Anadolu topraklarında tarihin kaydettiği belki de en büyük Fitne Hareketi’nin dinamiği:
Bir devlet, bir millet, bir ülke sıfırlanıyor!..
“Damadın Cemaatçi, kızın boşansın!..”
Saraydaki Şahıs, iki yıl önce hem Bülent Arınç’a, hem de Kadir Topbaş’a bu talimatı veriyordu.
O gün Arınç veya Topbaş, kendisine şu soruyu sorsalardı ne cevap verecekti:
“İyi de, sen niye kızını Cemaat okulundan mezun bir gençle evlendirdin?”
Geçenlerde yazdım. Saraydaki Şahsın küçük kızı da Cemaate yakın bir gençle evlilik planları yaparken, bunu son anda engelledi. Çünkü, Cemaat’le savaşma kararını çoktan almıştı.
Bir süre önce Cumhuriyet gazetesi, çok önemli bir haber yayınladı. Cumhuriyet’e operasyon yapılmasının bir sebebi belki de bu haberdi. Cumhuriyet’in manşet haberine göre, İstanbul’un şimdiki Başsavcısının kardeşi Cemaat mensubu diye açığa alınmış...
Bugün Cemaat aleyhine soruşturma yapan savcıların, Cemaat mensuplarını tutuklayan hakimlerin çoğuna bakın... Ya kendileri üniversitede okurken Cemaat yurtlarında kalmıştır, ya çocukları Cemaat okullarında okumuştur, ya yakınları Cemaat yurtlarında kalmıştır, ya akrabalarından birisi Bank Asya’da hesap açmış, kredi kullanmıştır.
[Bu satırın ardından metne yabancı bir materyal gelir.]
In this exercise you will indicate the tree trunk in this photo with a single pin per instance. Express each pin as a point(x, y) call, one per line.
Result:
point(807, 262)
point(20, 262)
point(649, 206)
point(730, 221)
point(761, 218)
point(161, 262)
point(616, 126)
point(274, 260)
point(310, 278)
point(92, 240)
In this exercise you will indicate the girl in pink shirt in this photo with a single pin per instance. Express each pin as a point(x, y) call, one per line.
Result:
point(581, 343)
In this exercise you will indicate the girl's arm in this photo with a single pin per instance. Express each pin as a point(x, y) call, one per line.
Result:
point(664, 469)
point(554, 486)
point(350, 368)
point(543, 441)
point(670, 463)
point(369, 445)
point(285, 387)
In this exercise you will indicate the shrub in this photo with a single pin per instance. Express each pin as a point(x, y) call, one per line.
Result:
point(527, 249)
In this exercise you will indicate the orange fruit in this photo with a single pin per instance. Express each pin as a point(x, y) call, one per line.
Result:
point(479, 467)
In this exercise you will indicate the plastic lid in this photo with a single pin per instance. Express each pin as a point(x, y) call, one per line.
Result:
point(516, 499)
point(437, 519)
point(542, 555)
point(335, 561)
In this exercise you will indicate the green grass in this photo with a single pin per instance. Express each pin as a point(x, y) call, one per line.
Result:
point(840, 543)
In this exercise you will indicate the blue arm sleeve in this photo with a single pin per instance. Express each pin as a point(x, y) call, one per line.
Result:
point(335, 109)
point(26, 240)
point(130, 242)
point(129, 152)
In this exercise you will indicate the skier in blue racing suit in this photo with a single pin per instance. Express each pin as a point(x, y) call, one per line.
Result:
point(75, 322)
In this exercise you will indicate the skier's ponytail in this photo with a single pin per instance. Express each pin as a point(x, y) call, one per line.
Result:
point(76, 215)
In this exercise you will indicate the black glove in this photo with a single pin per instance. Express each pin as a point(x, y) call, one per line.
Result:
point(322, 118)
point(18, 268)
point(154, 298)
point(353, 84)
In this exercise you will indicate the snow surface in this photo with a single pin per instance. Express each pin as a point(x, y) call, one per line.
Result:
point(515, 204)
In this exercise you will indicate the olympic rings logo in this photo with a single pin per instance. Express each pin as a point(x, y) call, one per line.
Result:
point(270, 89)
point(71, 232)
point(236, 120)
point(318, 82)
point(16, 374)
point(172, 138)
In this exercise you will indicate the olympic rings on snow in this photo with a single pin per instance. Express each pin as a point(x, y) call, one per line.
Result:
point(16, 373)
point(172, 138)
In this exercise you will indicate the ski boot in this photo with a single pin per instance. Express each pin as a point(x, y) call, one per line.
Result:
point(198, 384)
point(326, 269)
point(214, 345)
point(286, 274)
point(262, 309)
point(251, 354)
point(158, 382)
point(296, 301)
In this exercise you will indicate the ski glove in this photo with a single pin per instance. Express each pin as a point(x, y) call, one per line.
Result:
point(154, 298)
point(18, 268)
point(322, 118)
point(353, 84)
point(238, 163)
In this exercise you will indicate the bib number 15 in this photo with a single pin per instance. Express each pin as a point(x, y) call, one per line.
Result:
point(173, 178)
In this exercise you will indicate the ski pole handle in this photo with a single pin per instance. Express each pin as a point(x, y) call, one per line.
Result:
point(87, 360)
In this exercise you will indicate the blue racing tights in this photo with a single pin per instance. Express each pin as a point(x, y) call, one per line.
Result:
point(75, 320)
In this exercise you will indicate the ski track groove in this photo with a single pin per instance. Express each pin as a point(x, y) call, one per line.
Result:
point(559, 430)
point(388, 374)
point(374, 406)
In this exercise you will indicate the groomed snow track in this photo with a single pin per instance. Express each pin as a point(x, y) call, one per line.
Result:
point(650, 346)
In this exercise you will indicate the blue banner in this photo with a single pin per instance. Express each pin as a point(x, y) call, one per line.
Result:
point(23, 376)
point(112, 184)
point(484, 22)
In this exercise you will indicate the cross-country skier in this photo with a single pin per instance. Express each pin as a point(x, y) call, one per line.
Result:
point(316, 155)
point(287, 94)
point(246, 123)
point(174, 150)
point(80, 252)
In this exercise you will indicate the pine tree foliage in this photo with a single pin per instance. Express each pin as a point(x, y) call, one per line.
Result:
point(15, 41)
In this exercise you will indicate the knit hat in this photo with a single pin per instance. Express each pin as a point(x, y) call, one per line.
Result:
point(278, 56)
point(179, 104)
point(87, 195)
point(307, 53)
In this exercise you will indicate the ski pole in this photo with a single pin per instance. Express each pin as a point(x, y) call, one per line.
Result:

Kendileri veya akrabalarının, mutlaka bir Cemaat kurumundan geçmiştir yolları....
Çünkü Cemaat, bu ülkeye her alanda bu kadar yaygın ve bu kadar etkili kurumlar kazandırdı. Eğitimden sağlığa, ekonomiden sosyal hayata ve medyaya kadar... Normal şartlarda eğitim imkanı bulamayacak yüzbinlerce genç, bu kurumlar sayesinde ülkenin devlet hayatına ve sosyal hayatına adım attı.
17 Aralık’tan hemen sonra polisleri tutuklayan hakim şöyle diyordu: “Benim çocuklarım da Cemaat kurumlarına gitti. Adil olacağım, bana güvenin.”
Mesela, Emniyet Teşkilatı’nın yüzde 95’ni Cemaat mensubu olmakla suçlayan ve korkunç bir cadı avı yapmasına rağmen Saray’ın “performansı düşük” diye görevden aldığı bir önceki İçişleri bakanının kız kardeşi Bank Asya’da çalışıyordu. Bu şahıs, Emniyet Teşkilatı ve İçişleri kadrolarını adeta yok etti. Yine de Saraya yaranamadı.
Mesela, Cemaatin yargı imamı diye tutuklanan avukat, bugün halen görevde olan bir başbakan yardımcısının en yakın arkadaşı... Saraydaki Şahıs, yargıdaki bazı özel işlerini bu başbakan yardımcısı kanalı ile hallediyordu.
Bu hikayeleri, Anadolu topraklarında yaşanmakta olan ve tarihin çok ender kaydettiği bu “yıkım hareketi”nin boyutlarını anlatmak için yazıyorum.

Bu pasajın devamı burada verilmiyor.